今月18日に開催されたWooCommerce 開発者来日イベント「WooCommerce をもっと知ろう!」に参加してきましたので、手元のメモから思い出しつつレポート書いてみます。

そもそもWooCommerceって?

まずWooCommerceとは何かというと、WordPressのECカートプラグインです。日本のオープンソースでECといえば

  • WordPressのカートプラグインではWelCart
  • ECサイト構築ではEC-CUBE

が有名どころです。WooCommerceは日本ではまだあまり有名ではありませんが、世界的にはよく使われています。また、WordPress.comを運営しているAutomattic社が去年WooCommerceを買収しました。WordPressにおける本家本元ともいえる立ち位置を確保したため、日本でも採用例が増えるのではないかと思っています。

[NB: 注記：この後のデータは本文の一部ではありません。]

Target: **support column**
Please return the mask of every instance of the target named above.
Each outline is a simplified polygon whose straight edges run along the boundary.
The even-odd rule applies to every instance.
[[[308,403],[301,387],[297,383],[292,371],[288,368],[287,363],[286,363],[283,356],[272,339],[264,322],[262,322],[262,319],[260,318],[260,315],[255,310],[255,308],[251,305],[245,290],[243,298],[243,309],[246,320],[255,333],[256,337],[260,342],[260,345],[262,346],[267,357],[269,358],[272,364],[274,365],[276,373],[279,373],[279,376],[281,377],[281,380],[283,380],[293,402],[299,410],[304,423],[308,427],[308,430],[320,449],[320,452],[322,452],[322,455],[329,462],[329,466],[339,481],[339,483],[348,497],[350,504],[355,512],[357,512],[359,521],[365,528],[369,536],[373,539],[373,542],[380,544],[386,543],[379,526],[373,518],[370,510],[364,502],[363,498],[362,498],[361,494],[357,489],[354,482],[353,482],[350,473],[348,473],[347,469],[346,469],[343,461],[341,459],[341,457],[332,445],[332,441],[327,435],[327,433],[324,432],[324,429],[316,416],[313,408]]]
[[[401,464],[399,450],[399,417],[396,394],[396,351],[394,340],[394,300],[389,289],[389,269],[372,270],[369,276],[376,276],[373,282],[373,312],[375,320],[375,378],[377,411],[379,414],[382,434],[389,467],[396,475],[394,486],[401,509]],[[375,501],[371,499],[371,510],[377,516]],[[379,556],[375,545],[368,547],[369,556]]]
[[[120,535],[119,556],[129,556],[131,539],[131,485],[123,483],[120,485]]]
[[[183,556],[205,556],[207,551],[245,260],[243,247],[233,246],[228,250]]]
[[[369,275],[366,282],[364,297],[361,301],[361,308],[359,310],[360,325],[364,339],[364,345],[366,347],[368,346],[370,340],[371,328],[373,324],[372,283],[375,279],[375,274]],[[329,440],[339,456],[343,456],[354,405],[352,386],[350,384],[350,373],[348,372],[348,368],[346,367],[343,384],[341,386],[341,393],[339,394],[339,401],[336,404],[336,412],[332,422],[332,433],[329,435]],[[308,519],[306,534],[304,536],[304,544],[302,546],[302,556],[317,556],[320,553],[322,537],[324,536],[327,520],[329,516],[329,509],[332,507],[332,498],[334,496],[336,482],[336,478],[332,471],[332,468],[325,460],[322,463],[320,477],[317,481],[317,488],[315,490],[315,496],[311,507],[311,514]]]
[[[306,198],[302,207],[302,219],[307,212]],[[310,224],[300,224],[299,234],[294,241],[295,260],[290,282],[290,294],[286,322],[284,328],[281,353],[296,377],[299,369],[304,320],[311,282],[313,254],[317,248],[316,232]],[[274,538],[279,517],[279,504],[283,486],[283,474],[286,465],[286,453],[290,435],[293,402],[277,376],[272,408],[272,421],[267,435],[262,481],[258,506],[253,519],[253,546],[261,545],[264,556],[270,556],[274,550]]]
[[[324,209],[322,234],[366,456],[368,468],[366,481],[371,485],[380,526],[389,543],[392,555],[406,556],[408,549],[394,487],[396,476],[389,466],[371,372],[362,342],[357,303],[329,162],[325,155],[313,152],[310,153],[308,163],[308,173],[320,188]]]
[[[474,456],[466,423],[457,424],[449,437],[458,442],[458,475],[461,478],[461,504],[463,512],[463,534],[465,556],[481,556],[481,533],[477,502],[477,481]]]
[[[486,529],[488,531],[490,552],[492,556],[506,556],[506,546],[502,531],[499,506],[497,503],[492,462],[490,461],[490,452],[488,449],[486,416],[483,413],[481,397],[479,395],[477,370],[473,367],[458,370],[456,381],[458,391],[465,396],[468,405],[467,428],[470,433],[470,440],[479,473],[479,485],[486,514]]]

とはいえ本イベントの参加者数は40人程度。まだまだこれから、ですね。

田中昌平さんによるセッション

まずWooCommerceの日本語訳をされている田中昌平さんによるセッションです。歴史的な流れなどいろいろ話していただきましたが以下メモから。

  • バージョン変わるごとにイメージキャラクター(動物)が変わっているよ
  • EndPoint対応してるよ
  • REST APIに対応してるよ
  • Hookポイントが多くていろいろ細かい機能追加しやすいよ
  • onboarding wizardで初期設定が簡単になったよ
  • WooCommerce対応テーマも販売されているけど○○は参考にならないので注意。WooCommerceに同梱されているthemeディレクトリがひな形なのでコピーすれば簡単に作れるよ
  • 日本のコミュニティ立ち上げるつもり。2016年を日本におけるWooCommerce元年にしたい

WordPressはフロント画面を作りやすいのでそのメリットを強調されていましたが、一方で管理画面側には特に言及されていませんでした。そちらはあまり強みにはならないのかもしれません。REST APIがあるのでカバーしようと思えばできるのかもしれませんが……。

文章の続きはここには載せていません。